Decision-Making: Legislation and Regulations
Prise de décisions: législation et réglementations
Ces dernières années, le cadre législatif et réglementaire a fait l’objet d’une profonde modification avec l’adoption des lois ci-après et la publication de leurs décrets d’application:
     -Loi n° 98-06 du 28 janvier 1998 autorisant la privatisation de la SENELEC;
     -Loi 98-03 du 8 janvier 1998 portant code forestier révisé;
     -Loi 98-05 du 8 janvier 1998 portant code pétrolier;
     -Loi 98-29 du 14 avril 1998 relative au secteur de l’électricité;
     -Loi 98-31 du 14 avril 1998 relative aux activités dans le secteur des hydrocarbures;
     -Loi 98-35 du 17 avril 1998 instituant des surtaxes à l’importation de certains produits notamment les produits pétroliers
      raffinés;
     -Loi n° 98-36 du 17 avril 1998 modifiant les droits de porte sur les produits pétroliers;
     -Décret 99-1254 créant et fixant les règles de fonctionnement de l’ASER;
     -Décrets portant nomination des membres de la Commission de Régulation du Secteur de l’électricité.
La plupart des textes législatifs ci-dessus intègrent des mesures visant à encourager des modes durables de consommation énergétique et incluant des aspects fiscaux:
     -code pétrolier: les nouvelles dispositions sur la protection de l’environnement sont améliorées selon les tendances de la
       pratique internationale et le renforcement des avantages fiscaux et douaniers au profit des titulaires de conventions ou de
       contrat de service ainsi que les entreprises qui leur sont associées.

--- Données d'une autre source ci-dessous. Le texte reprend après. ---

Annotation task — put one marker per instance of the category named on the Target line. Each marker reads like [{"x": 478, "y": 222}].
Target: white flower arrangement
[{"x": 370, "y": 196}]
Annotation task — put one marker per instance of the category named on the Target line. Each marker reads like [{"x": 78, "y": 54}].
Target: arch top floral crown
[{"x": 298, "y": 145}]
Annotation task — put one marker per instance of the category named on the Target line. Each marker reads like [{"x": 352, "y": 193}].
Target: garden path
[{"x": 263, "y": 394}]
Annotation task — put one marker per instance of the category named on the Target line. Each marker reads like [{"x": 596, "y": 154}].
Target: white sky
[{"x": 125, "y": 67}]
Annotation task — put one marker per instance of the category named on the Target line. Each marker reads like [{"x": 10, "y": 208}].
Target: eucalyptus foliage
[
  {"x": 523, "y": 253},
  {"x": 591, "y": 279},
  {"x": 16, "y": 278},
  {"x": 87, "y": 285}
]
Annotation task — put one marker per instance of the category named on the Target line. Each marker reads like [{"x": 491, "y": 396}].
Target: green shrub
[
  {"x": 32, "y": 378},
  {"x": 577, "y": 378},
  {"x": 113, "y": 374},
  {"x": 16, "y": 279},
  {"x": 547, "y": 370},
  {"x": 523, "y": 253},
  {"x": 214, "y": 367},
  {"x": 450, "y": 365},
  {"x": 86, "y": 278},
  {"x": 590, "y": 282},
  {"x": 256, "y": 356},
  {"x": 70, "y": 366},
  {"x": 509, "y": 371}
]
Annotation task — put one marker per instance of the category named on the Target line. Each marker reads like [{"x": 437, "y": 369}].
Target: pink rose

     -décret portant modalité de fixation des prix: des dispositions visent la réduction de la teneur en souffre du gasoil vendu au
       Sénégal en raison du fait qu’une teneur en souffre élevée provoque une hausse des émissions en oxyde de souffre par la
       combustion; des dispositions visent une amélioration des caractéristiques de distillation du carburant utilisé au Sénégal. En
       effet, ces caractéristiques sont maintenant reconnues comme ayant un rôle dans l’importance des émissions.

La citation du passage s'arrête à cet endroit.